You are viewing a plain text version of this content. The canonical link for it is here.
Posted to user@pig.apache.org by paradisehit <pa...@163.com> on 2008/09/26 06:28:23 UTC
Only One reducer can get the total log num
I use the script like this:
querys = GROUP clear_log ALL PARALLEL 4;
TOTAL = FOREACH querys GENERATE FLATTEN(clear_log.($1, $2)), COUNT($1);
STORE TOTAL INTO 'total';
AND I see the monitor page in the hadoop jobtracker, and I see that only one reduce process the data, and other 3 reducers just process 0M data?
I think this should be changed, but how can I change it?
Help me!!
RE: Only One reducer can get the total log num
Posted by Olga Natkovich <ol...@yahoo-inc.com>.
You can see whether combiner is invoked or not bu running
explain TOTAL;
In any case, to produce a single result you need one combiner. We are
reworking the way combiner is invoked in types branch. You can try that.
Olga
> -----Original Message-----
> From: Mridul Muralidharan [mailto:mridulm@yahoo-inc.com]
> Sent: Monday, September 29, 2008 7:07 PM
> To: pig-user@incubator.apache.org
> Subject: Re: Only One reducer can get the total log num
>
>
> Does combiner get invoked in this specific case ?
> I thought it did not fit the pattern mentioned in [1] for
> invoking combiners ... assuming I am not wrong, if there are
> newer patterns where combiner is invoked, would be great if
> it gets documented some place (preferably in the bug or some
> wiki page)
>
>
> Thanks,
> Mridul
>
> [1] http://issues.apache.org/jira/browse/PIG-7
>
> Olga Natkovich wrote:
> > This is fine. Combiner is used to preaggregate the data on the map
> > side and that is done in parallel. The final result has to
> be computed
> > by a single reducer since you do want to get a single value
> in your outout.
> >
> > Olga
> >
> >> -----Original Message-----
> >> From: paradisehit [mailto:paradisehit@163.com]

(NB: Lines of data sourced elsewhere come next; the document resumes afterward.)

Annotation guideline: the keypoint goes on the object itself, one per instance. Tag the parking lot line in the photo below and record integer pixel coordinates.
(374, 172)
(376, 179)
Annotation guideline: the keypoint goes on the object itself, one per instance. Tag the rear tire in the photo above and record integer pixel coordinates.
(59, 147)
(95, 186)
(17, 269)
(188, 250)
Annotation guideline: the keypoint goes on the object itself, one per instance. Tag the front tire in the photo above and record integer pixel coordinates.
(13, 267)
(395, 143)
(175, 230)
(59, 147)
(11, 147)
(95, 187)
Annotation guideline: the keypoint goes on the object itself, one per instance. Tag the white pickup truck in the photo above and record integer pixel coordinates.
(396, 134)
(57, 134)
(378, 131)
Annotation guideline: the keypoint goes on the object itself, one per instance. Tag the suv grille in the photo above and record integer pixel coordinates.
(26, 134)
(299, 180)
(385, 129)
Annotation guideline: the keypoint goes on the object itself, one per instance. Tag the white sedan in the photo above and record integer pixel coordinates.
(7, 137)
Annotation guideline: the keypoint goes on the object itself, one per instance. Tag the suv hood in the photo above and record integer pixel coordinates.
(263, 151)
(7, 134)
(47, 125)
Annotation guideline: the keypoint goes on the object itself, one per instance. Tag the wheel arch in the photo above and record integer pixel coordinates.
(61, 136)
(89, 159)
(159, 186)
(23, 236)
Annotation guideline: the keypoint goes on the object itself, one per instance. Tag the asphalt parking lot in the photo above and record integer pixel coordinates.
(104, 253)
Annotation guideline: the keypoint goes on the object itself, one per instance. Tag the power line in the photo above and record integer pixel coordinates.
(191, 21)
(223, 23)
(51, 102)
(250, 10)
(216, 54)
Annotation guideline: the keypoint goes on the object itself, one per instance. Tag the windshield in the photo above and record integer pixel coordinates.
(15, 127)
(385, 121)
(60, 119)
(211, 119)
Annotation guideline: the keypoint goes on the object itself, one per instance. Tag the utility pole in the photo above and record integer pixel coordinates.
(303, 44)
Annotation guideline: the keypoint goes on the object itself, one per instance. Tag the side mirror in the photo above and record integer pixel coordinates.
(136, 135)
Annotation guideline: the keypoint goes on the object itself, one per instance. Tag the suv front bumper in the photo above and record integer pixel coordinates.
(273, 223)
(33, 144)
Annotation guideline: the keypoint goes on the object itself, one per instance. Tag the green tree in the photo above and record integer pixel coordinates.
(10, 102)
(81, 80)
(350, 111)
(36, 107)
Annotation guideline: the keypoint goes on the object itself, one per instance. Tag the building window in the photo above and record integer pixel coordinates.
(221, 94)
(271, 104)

> >> Sent: Thursday, September 25, 2008 9:28 PM
> >> To: pig-user
> >> Subject: Only One reducer can get the total log num
> >>
> >>
> >>
> >> I use the script like this:
> >> querys = GROUP clear_log ALL PARALLEL 4; TOTAL = FOREACH querys
> >> GENERATE FLATTEN(clear_log.($1, $2)), COUNT($1);
> >>
> >> STORE TOTAL INTO 'total';
> >>
> >> AND I see the monitor page in the hadoop jobtracker, and I
> see that
> >> only one reduce process the data, and other 3 reducers
> just process
> >> 0M data?
> >>
> >> I think this should be changed, but how can I change it?
> >>
> >> Help me!!
> >>
>
>
Re: Only One reducer can get the total log num
Posted by Mridul Muralidharan <mr...@yahoo-inc.com>.
Does combiner get invoked in this specific case ?
I thought it did not fit the pattern mentioned in [1] for invoking
combiners ... assuming I am not wrong, if there are newer patterns where
combiner is invoked, would be great if it gets documented some place
(preferably in the bug or some wiki page)
Thanks,
Mridul
[1] http://issues.apache.org/jira/browse/PIG-7
Olga Natkovich wrote:
> This is fine. Combiner is used to preaggregate the data on the map side
> and that is done in parallel. The final result has to be computed by a
> single reducer since you do want to get a single value in your outout.
>
> Olga
>
>> -----Original Message-----
>> From: paradisehit [mailto:paradisehit@163.com]
>> Sent: Thursday, September 25, 2008 9:28 PM
>> To: pig-user
>> Subject: Only One reducer can get the total log num
>>
>>
>>
>> I use the script like this:
>> querys = GROUP clear_log ALL PARALLEL 4; TOTAL = FOREACH
>> querys GENERATE FLATTEN(clear_log.($1, $2)), COUNT($1);
>>
>> STORE TOTAL INTO 'total';
>>
>> AND I see the monitor page in the hadoop jobtracker, and I
>> see that only one reduce process the data, and other 3
>> reducers just process 0M data?
>>
>> I think this should be changed, but how can I change it?
>>
>> Help me!!
>>
RE: Only One reducer can get the total log num
Posted by Olga Natkovich <ol...@yahoo-inc.com>.
This is fine. Combiner is used to preaggregate the data on the map side
and that is done in parallel. The final result has to be computed by a
single reducer since you do want to get a single value in your outout.
Olga
> -----Original Message-----
> From: paradisehit [mailto:paradisehit@163.com]
> Sent: Thursday, September 25, 2008 9:28 PM
> To: pig-user
> Subject: Only One reducer can get the total log num
>
>
>
> I use the script like this:
> querys = GROUP clear_log ALL PARALLEL 4; TOTAL = FOREACH
> querys GENERATE FLATTEN(clear_log.($1, $2)), COUNT($1);
>
> STORE TOTAL INTO 'total';
>
> AND I see the monitor page in the hadoop jobtracker, and I
> see that only one reduce process the data, and other 3
> reducers just process 0M data?
>
> I think this should be changed, but how can I change it?
>
> Help me!!
>